April 2012 Archives

New IPs for some dom0's and ipv6 for dom0's

| | Comments (0)
You'll be seeing new IPs for the dom0's at MPT that don't have one of our new ips soon.  Some are already done, and the rest will be done soon.  The old ips will also work for now.  They will be removed at a later date.

I'm also adding IPv6 addresses for all of our dom0's at MPT, SVTIX, and he.net.

Please let me know if you experience any issues.

nb

Disk slowness on whetstone

| | Comments (1)
whetstone.prgmr.com is currently experiencing slow disk errors.

Luke has determined the cause is that whetstone has a bad drive in it's
RAID array. He has pulled the drive and will install a replacement
soon. Performance will be degraded for a while after the replacement is
installed while the array is rebuilding.

We will let you know when the rebuild is complete. Please check back on this blog entry for more updates.

update on rehnquist

| | Comments (2)
well, it's down again, so I don't know what the heck is going on.  I'm going to swap to new hardware this evening (will involve a graceful shutdown) 

Note, until then, all new provisioning is on hold.

taking it down for reboot now.

Ugh.  that took way longer than it should have, but it's done now.  it's back.  sorry.   I need to test my netboot rescue images sometime when it's not an emergency (and I probably should have a backup rescue usb key on me, and all of that would not have been required if I had remembered to put the new driver in the initrd before swapping cards.) 

rhenquist rebooted again

| | Comments (0)
sorry, I should not have waited to replace that sata card.  I'm bringing the new one down right now.

rehnquist crash.

| | Comments (2)



sata_mv 0000:03:06.0: PCI ERROR; PCI IRQ cause=0x30000040


I rebooted it, it will be returning shortly.  Unless that error means something rather different than I think, I will be shutting down to replace the sata_mv card soon (pci-x card... used, I should not have used it.)

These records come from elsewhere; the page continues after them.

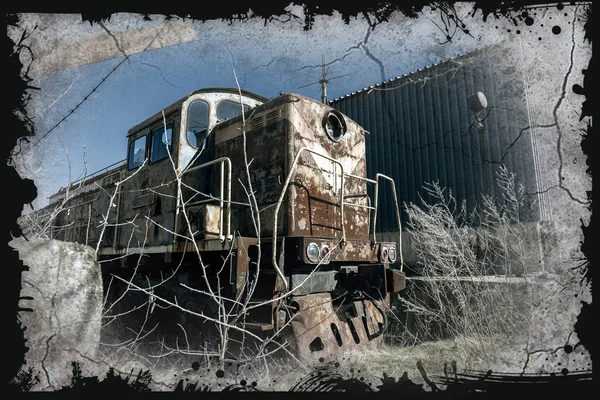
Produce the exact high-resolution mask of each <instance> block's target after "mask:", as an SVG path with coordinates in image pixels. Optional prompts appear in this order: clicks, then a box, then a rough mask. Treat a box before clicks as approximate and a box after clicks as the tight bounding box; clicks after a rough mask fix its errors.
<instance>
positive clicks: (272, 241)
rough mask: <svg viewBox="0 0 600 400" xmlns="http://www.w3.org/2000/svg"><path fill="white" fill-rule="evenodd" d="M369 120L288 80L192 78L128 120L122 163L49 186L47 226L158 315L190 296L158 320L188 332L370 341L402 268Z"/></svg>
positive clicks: (293, 346)
mask: <svg viewBox="0 0 600 400" xmlns="http://www.w3.org/2000/svg"><path fill="white" fill-rule="evenodd" d="M367 134H368V132H366V131H365V130H364V129H363V128H361V126H359V125H358V124H357V123H356V122H354V121H352V120H351V119H349V118H348V117H347V116H345V115H343V114H342V113H340V112H339V111H337V110H335V109H333V108H331V107H329V106H328V105H327V104H324V103H322V102H318V101H315V100H312V99H309V98H306V97H303V96H300V95H297V94H286V93H283V94H280V95H279V96H277V97H275V98H272V99H266V98H264V97H262V96H259V95H256V94H254V93H251V92H248V91H243V90H238V89H227V88H208V89H200V90H196V91H194V92H193V93H191V94H189V95H188V96H186V97H184V98H182V99H180V100H179V101H177V102H175V103H173V104H171V105H170V106H168V107H166V108H164V109H163V110H161V111H159V112H157V113H156V114H154V115H153V116H151V117H150V118H147V119H146V120H144V121H143V122H141V123H139V124H137V125H135V126H134V127H132V128H131V129H130V130H129V132H128V135H127V138H128V146H127V158H126V159H125V160H124V161H123V162H121V163H118V164H116V165H113V166H110V167H107V168H105V169H104V170H102V171H99V172H98V173H96V174H93V175H91V176H88V177H86V178H85V180H82V181H80V182H74V183H72V184H71V185H69V187H68V188H63V189H61V190H60V191H59V192H58V193H56V194H54V195H53V196H51V197H50V204H49V206H48V207H47V210H56V212H55V213H54V214H53V218H54V222H53V230H52V235H53V237H54V238H56V239H59V240H63V241H72V242H79V243H85V244H87V245H90V246H93V247H95V248H97V256H98V262H99V264H100V265H101V267H102V272H103V276H104V280H105V282H106V283H105V291H106V293H107V294H106V296H107V299H115V298H118V297H119V294H118V293H119V292H118V290H121V291H123V290H124V288H125V287H128V288H130V289H131V288H132V287H133V288H135V289H136V290H130V292H131V293H130V295H132V296H134V297H135V296H138V297H137V301H138V303H139V304H138V305H137V306H135V307H134V308H140V307H141V305H144V304H146V305H149V304H150V303H151V302H150V301H149V300H153V299H154V302H153V307H152V308H153V310H152V313H150V314H151V315H152V318H156V320H157V321H158V322H159V323H162V324H163V325H168V324H166V323H165V321H166V318H167V316H166V314H164V313H165V312H166V311H165V310H166V309H168V308H171V309H173V308H175V309H178V310H181V309H183V308H185V309H186V310H188V311H191V312H180V313H179V316H178V317H177V319H176V320H174V321H171V322H173V324H172V325H173V326H175V324H180V325H181V327H184V326H185V327H186V329H188V330H187V331H186V340H188V339H189V340H190V341H191V340H192V339H193V337H196V338H199V339H200V342H201V343H207V340H208V338H209V337H210V332H213V333H214V325H217V326H218V325H219V321H226V322H227V325H231V326H233V325H237V326H243V328H244V330H245V331H246V332H259V333H261V334H263V335H268V334H269V333H271V334H274V333H279V335H278V337H279V336H281V337H285V338H286V340H288V342H289V343H291V348H292V349H293V350H294V353H295V354H296V355H297V356H298V357H301V358H303V359H314V358H315V357H321V356H322V355H327V354H333V353H337V352H339V351H340V350H343V349H347V348H353V347H356V346H361V345H365V344H370V343H378V342H380V341H381V337H382V336H381V334H382V332H383V331H384V330H385V328H386V324H387V318H386V309H387V305H388V304H389V301H390V296H391V294H393V293H397V292H399V291H400V290H402V289H404V287H405V276H404V272H403V268H402V267H403V263H402V254H401V242H400V240H401V237H399V238H398V242H380V241H378V240H377V236H376V232H377V231H376V223H375V221H376V220H377V219H376V217H377V210H378V206H379V204H378V203H379V201H378V193H379V190H378V187H379V185H380V184H386V185H391V186H393V185H394V182H393V180H391V179H390V178H388V177H386V176H384V175H381V174H376V175H375V176H374V177H373V179H370V178H367V171H366V160H365V139H366V137H367ZM369 185H372V186H371V188H372V190H373V191H371V192H370V193H371V195H370V194H369V191H368V190H367V189H368V187H369ZM393 193H394V194H395V189H394V190H393ZM371 197H373V199H372V198H371ZM394 204H395V207H396V210H395V212H396V217H397V223H398V230H399V232H400V231H401V229H400V226H399V224H400V217H399V211H398V204H397V202H394ZM115 277H119V278H120V279H114V278H115ZM167 283H171V284H172V285H171V287H172V288H174V289H173V291H171V292H167V291H166V289H164V290H163V287H165V288H166V287H168V285H166V284H167ZM130 284H131V285H130ZM128 285H129V286H128ZM132 285H133V286H132ZM119 288H120V289H119ZM184 289H185V290H184ZM110 291H115V293H117V294H115V295H112V296H111V295H109V294H110ZM215 297H217V298H218V299H219V301H214V299H215ZM144 299H145V302H144ZM156 299H159V300H156ZM133 303H135V300H134V301H133ZM107 304H110V305H109V306H107V309H111V312H113V313H115V315H117V314H119V312H120V313H122V314H127V311H123V310H121V311H117V310H119V309H118V307H113V303H111V302H110V301H108V302H107ZM115 304H116V303H115ZM154 306H157V307H154ZM242 306H243V307H245V308H244V312H243V316H242V317H240V318H237V317H236V318H230V319H228V320H225V319H223V318H222V317H223V315H224V313H230V314H229V315H238V314H236V313H235V308H236V307H242ZM161 313H163V314H161ZM144 315H145V317H144V318H145V319H144V321H145V322H144V323H141V322H140V325H139V327H143V326H144V325H146V326H147V327H148V328H147V329H150V327H151V324H148V323H147V322H148V321H147V319H148V317H149V313H148V312H144ZM161 315H162V317H161ZM211 316H212V317H211ZM192 317H197V318H192ZM201 317H202V318H201ZM128 318H129V320H130V321H133V320H135V318H134V316H133V313H132V314H128ZM220 318H221V319H220ZM207 319H208V320H209V322H210V321H212V322H215V321H216V322H215V323H208V324H207V323H206V322H207V321H206V320H207ZM192 320H194V321H195V322H193V323H192V322H191V321H192ZM152 326H154V325H152ZM193 326H195V327H196V328H197V329H196V330H194V328H193ZM207 326H213V331H210V329H209V328H207ZM140 329H141V328H140ZM175 329H179V328H177V327H176V328H175ZM230 330H231V331H232V332H238V333H239V331H238V330H235V329H230ZM129 331H132V332H133V331H135V330H132V329H129ZM284 332H285V335H284ZM180 333H181V332H180ZM122 334H123V333H122V332H121V333H120V335H122ZM144 335H146V334H144ZM138 336H140V335H139V332H138ZM121 339H123V338H120V340H121Z"/></svg>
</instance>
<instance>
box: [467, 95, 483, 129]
mask: <svg viewBox="0 0 600 400" xmlns="http://www.w3.org/2000/svg"><path fill="white" fill-rule="evenodd" d="M467 105H468V106H469V108H470V109H471V111H473V114H474V115H475V119H476V120H477V127H478V128H479V129H481V128H483V121H482V120H481V118H480V117H479V112H480V111H482V110H485V109H486V108H487V99H486V98H485V95H484V94H483V93H482V92H476V93H473V94H472V95H470V96H469V97H467Z"/></svg>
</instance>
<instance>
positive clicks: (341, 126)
mask: <svg viewBox="0 0 600 400" xmlns="http://www.w3.org/2000/svg"><path fill="white" fill-rule="evenodd" d="M323 128H325V132H326V133H327V136H329V138H330V139H331V140H333V141H334V142H339V141H340V140H341V139H342V136H344V134H345V133H346V130H347V129H348V128H347V127H346V122H345V121H344V116H343V115H342V113H340V112H339V111H337V110H332V111H329V112H328V113H327V114H325V117H324V118H323Z"/></svg>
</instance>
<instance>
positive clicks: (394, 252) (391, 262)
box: [388, 246, 397, 263]
mask: <svg viewBox="0 0 600 400" xmlns="http://www.w3.org/2000/svg"><path fill="white" fill-rule="evenodd" d="M396 257H397V254H396V247H394V246H392V247H390V251H389V253H388V258H389V259H390V262H391V263H394V262H396Z"/></svg>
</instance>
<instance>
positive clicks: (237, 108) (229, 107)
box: [217, 100, 250, 121]
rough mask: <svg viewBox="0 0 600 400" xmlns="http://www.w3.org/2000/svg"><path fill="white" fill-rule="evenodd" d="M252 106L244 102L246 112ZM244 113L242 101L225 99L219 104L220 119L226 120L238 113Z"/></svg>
mask: <svg viewBox="0 0 600 400" xmlns="http://www.w3.org/2000/svg"><path fill="white" fill-rule="evenodd" d="M249 109H250V106H249V105H247V104H244V110H243V111H244V112H246V111H248V110H249ZM241 113H242V106H241V105H240V103H237V102H235V101H231V100H223V101H221V102H220V103H219V105H218V106H217V118H218V119H219V121H225V120H226V119H230V118H233V117H235V116H236V115H240V114H241Z"/></svg>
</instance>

The sata_mv card in question is the older marvell supermicro 8 port sata card:

http://www.supermicro.com/products/accessories/addon/AOC-SAT2-MV8.cfm

which I only used because it was all I could find;   the store was out of what I use on
some of the other rebuilt mcp55 servers like burger:
http://www.supermicro.com/products/accessories/addon/AOC-SASLP-MV8.cfm

Update: rehnquist crashed again this morning, and I rebooted it. -Nick 11:36
We're going to be replacing sphinx with manticore.   It should be a matter of moving the cables; if we don't screw it up, it should be a matter of seconds.   worst case, 5 minutes downtime and we roll back.    It's the same quagga config, it's just better hardware.

And we're back.  It was about 5 minutes, but spread, which makes it worse.    around 30 seconds around 17:17 then around a minute at 17:23, then around two minutes around 17:53

We screwed up the vlan config;  we use a quagga software router, and the vlans are written in /etc/network/interfaces, while everything else is in quagga.   Being as we haven't rebooted the router in... a long time[1] this means that  we had a error in our interfaces file.  We rolled back, figured out the problem, fixed it, and rolled forward.

Anyhow, we're back online with a quagga box with a rather more powerful CPU (an E3-1220;  the full power 3.1ghz quad core version, not the dual core low power version I've been talking about using as a utility server) and we're keeping the old quagga server around just in case something horrible happens.  

[1]root@sphinx:~# uptime
 17:39:21 up 190 days, 17:47,  5 users,  load average: 0.00, 0.00, 0.00
 
Also note, the mac address of the router changed, so people that had statically routed to the link local address fe80::230:48ff:febc:a19a were broken until just now, when nick bound it to the new router.  Don't use that as the default gateway, please.